Food, Table, and Hospitality

“When he was at the table with them, he took bread, blessed and broke it, and gave it to them. Then their eyes were opened, and they recognized him…” (Luke 24:30-31a).

As I ponder the themes of Luke’s Gospel during this year of Luke, I am struck by an interesting observation: every chapter of Luke’s Gospel mentions food! This evangelist pays particular attention to depicting Jesus eating with people wherever he goes. It should be no surprise, as eating together is such a central part of our Christian identity, not just at the Lord’s table during worship, but in all of our fellowship together (potluck anyone?). And the Church, along with the writer of Luke’s Gospel make it clear that eating together is one of the primary ways we experience the presence of the risen Christ.

This should also be no surprise because food is so central to our common humanity, and to all communities that we form. Eating together defines families, spiritual communities, friendships, and even colleagues (my monthly Mercer Cluster meeting takes place over breakfast!) As long as modern humans have walked the face of the earth, we have banned together over a meal that is shared. There is something profound in the revelation that it is in this coming together to share a meal as the place where Christ is present with and for us.

And yet I wonder how we present the meal that is shared during worship in a way that is different than all other meals we share. Does this meal feel common? Is it ordinary? Is it that profound yet understated truth that humans need to eat, and doing so brings us together? I wonder. Often, the sacramental nature of this particular meal has to do with the way its elements are presented: often plated in silver and gold, with elements that are to be handled carefully and revered properly.

Don’t get me wrong, the meal that is celebrated during worship is of course special (Christ is present!) and should be revered accordingly. But I worry that the rituals we incorporate complicate the important theological point of Christ’s presence in the ordinary. In this case, in a simple meal that we share. Ritual is great (think of what rituals you regularly incorporate in your own feasting and celebrations), but it’s not a magic trick. It’s not the special words that are said, or certain hand gestures that are performed that make Christ present. It is because when two or more are gathered, Christ is present there.
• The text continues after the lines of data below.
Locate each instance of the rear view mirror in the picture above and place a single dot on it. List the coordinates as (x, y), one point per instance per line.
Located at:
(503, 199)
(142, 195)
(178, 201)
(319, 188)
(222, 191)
I have suggested before a metaphor that I like: that the table where Christians gather for Eucharist is God’s “kitchen table.” That is, it’s a place where God’s family gathers regularly to share honestly about what’s going on in our lives, to support one another in loving community, and yes, to eat together. And the love that we (hopefully) know from feasting together at family tables throughout the seasons of our lives, I think, is no different than the love that is present at the Lord’s table. It’s a simple yet profound gift, broken and shed for you.